For most people ... 1.5" of softer foam would be on the thin side for a side sleeper but if you use a softer support layer it will "help" the comfort layers with pressure relief. Foam also gets firmer with deeper compression and Dunlop latex gets firmer faster than any other foam so even if the ILD is softer ... once you have compressed it about 25% (where the ILD is measured) it will get firmer much faster and can provide good support. If you were to use a thicker layer of soft latex, then you would likely need a firmer support layer because it wouldn't need to "help" the comfort layers with pressure relief as much. This is the main difference between what I call progressive construction and differential construction . Both can work very well.

You have two things going for you in terms of a softer support core. One is that you're lighter which means you don't need as firm a support core because there's not as much weight to hold up and you don't need the same firmness as heavier people in the support layers. The second is that the comfort layers in the Woodlawn are fairly thin so some extra softness with 25% compression of the support layer can make up for the thinness of the comfort layer without compromising support as you sink in deeper. Dunlop is better at this (getting firmer faster) than Talalay latex (it has what's called a support factor of about 4 while talalay is about 3 and conventional polyfoam is about 2). I should also mention that Dunlop ILD is not exact and that a difference of 4 ILD is not so much when you're talking about Dunlop which has a range ILD across the surface so the ILD is only approximate anyway. Talalay also has a variance but not quite as much as Dunlop.

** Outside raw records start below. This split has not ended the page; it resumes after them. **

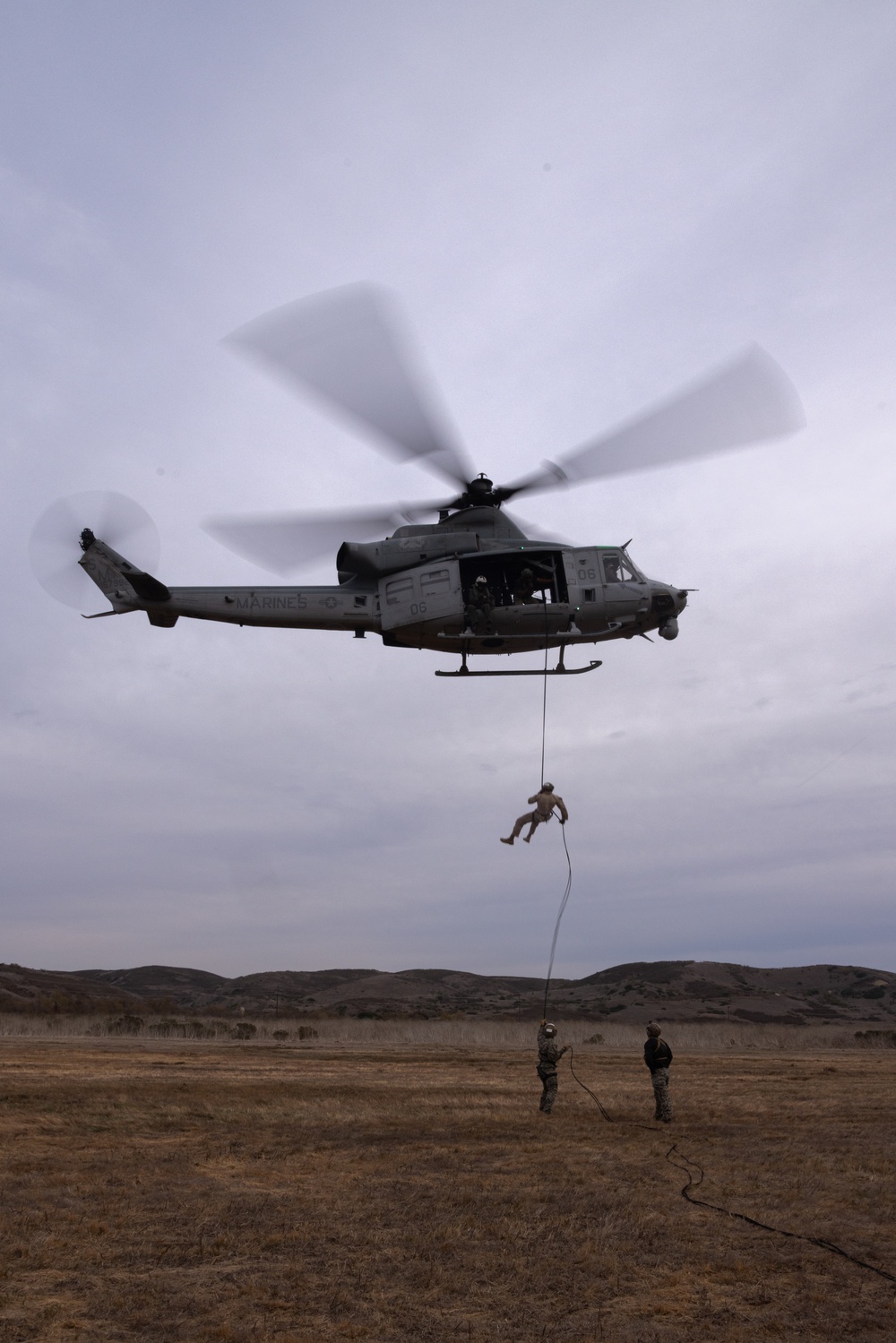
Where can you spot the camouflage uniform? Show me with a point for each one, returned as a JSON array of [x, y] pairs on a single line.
[[657, 1055], [547, 1068], [478, 610], [546, 802]]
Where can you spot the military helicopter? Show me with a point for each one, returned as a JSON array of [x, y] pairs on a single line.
[[469, 583]]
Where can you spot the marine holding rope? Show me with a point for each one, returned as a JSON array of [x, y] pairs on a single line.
[[547, 1065], [657, 1055], [544, 804]]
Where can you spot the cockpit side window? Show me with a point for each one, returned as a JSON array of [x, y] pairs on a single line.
[[616, 568]]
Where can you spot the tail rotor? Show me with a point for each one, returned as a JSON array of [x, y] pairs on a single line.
[[56, 541]]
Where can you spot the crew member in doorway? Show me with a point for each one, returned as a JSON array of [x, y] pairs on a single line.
[[530, 581], [657, 1055], [478, 607], [547, 1065], [544, 804]]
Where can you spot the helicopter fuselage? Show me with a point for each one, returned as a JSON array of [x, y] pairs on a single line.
[[470, 583]]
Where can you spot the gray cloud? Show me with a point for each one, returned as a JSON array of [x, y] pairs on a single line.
[[246, 799]]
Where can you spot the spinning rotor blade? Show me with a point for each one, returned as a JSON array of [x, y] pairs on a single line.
[[347, 345], [285, 541], [745, 401], [54, 547]]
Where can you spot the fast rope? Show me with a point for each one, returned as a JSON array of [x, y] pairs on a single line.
[[568, 885], [818, 1241], [556, 927]]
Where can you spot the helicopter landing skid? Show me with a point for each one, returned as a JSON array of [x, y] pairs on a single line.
[[557, 670]]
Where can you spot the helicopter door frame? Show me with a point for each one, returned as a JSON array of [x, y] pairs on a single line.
[[498, 567], [422, 594]]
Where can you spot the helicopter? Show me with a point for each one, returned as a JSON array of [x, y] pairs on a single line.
[[469, 583]]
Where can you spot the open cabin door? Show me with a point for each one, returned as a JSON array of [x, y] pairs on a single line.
[[424, 594]]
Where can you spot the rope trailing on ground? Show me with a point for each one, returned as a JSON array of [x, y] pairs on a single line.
[[763, 1227], [818, 1241]]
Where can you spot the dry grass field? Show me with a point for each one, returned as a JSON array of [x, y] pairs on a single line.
[[202, 1190]]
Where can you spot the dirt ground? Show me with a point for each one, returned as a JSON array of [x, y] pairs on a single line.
[[203, 1192]]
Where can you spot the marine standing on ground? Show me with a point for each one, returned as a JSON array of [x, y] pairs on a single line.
[[547, 1065], [657, 1055]]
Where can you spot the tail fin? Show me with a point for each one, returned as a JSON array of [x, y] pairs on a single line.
[[126, 587]]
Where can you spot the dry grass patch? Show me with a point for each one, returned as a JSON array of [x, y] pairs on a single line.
[[206, 1192]]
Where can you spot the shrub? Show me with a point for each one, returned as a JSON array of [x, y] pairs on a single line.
[[126, 1025], [244, 1030]]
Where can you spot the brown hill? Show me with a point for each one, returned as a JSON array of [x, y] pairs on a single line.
[[673, 990]]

So while they may be right in the majority of cases and a firmer support core may be "safer" for most people and most mattress constructions ... it may not always be the "best" for any individual or with every type of construction. In the end ... your own testing for pressure relief and alignment (and not just lying on the mattress to see how it feels) will tell you more than anything. If you have no pressure points (usually shoulders and hips) and you are in alignment in all your sleeping positions, and the mattress "feels" good for you in it's response and sleeping microclimate, then this is more important than any theory.